School of Computing Sciences

Module: CMP-6002B Machine Learning

Assignment: Classification with Decison Trees

Date set: Tuesday 11th March 2022

Value: 50%

Date due: Wednesday 18th May 2022 3pm

Returned by: Wednesday 17th June 2022

Submission: Blackboard

Learning outcomes

The students will learn about implementing variants of decision trees and ensemble techniques

and the general issues involved with implementing any classifier. They will understand better

how to evaluate and compare classifiers on a range of data and for a specific problem. They will

appreciate the difficulty in presenting technical results in a way to support or refute a hypothesis.

The exercises will improve the following transferable skills: programming in Java; analysis

of data and results; writing clearly and concisely; presenting data coherently. The students will

also learn the basics of how to use GitHub to work with open source software.

Specification

Overview

The task for this assignment is to implement components of decision trees and ensembles,

then to evaluate/compare them on a range of real world data.

1

Part 1: Building a Tree by Hand (10%)

The purpose of this exercise is to make sure you understand how the basic algorithms work and

to provide you with a bench check for later implementations.

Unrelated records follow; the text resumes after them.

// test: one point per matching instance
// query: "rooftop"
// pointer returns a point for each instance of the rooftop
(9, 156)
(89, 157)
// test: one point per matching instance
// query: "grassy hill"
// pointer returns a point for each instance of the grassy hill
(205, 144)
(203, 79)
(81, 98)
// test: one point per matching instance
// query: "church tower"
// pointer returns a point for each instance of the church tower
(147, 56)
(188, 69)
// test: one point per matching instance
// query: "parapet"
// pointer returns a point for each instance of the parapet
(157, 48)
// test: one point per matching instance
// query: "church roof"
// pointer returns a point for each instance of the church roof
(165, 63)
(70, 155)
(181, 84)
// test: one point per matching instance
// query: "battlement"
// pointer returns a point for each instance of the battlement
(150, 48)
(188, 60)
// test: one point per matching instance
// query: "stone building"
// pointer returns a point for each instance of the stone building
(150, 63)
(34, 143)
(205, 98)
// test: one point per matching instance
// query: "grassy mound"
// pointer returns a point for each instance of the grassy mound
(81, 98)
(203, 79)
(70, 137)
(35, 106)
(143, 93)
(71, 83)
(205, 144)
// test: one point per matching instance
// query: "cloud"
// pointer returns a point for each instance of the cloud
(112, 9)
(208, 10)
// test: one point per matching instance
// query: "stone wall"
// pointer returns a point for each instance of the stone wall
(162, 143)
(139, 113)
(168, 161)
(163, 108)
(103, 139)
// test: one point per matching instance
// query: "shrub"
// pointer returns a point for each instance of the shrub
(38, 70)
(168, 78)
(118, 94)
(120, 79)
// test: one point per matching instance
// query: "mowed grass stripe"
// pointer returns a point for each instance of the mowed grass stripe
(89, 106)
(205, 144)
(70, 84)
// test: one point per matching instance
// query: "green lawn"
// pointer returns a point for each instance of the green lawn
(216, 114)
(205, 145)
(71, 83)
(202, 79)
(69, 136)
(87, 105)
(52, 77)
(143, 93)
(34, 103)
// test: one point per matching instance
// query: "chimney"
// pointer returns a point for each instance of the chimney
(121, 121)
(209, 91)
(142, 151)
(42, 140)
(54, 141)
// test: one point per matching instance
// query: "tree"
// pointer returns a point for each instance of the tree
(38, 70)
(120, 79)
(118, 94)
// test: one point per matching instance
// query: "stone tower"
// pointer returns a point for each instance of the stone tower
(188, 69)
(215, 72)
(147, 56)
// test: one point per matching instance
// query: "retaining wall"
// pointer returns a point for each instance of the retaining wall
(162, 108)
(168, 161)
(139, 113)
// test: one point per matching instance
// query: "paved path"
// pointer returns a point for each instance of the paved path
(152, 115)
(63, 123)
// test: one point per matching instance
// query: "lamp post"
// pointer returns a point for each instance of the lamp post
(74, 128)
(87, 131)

The data in Table 1 shows a training data set for a classification problem involving predicting

the region of a whisky based on the three taste attributes: Peaty; Woody; and Sweet. Train a

Table 1: Whisky Region Classification Example

Peaty Woody Sweet Region

yes no yes Islay

yes yes yes Islay

yes no no Islay

yes no no Islay

no yes no Islay

no yes yes Speyside

no yes yes Speyside

no yes yes Speyside

no no yes Speyside

no no yes Speyside

decision tree on this data using the information gain as a splitting criteria.

Construct decision trees for this data using

1. the chi-squared statistic as the splitting criterion;

2. the information gain as the splitting criterion.

The stopping criteria for both trees should be to stop at a pure node (node of just one class) or

if there are no more attributes to use. Include all calculations and draw the final decision tree.

2

Part 2: Implement Variants of Decision Trees and Ensembles (50%)

This exercise involves implementing, debugging and testing variants of decision tree classifiers.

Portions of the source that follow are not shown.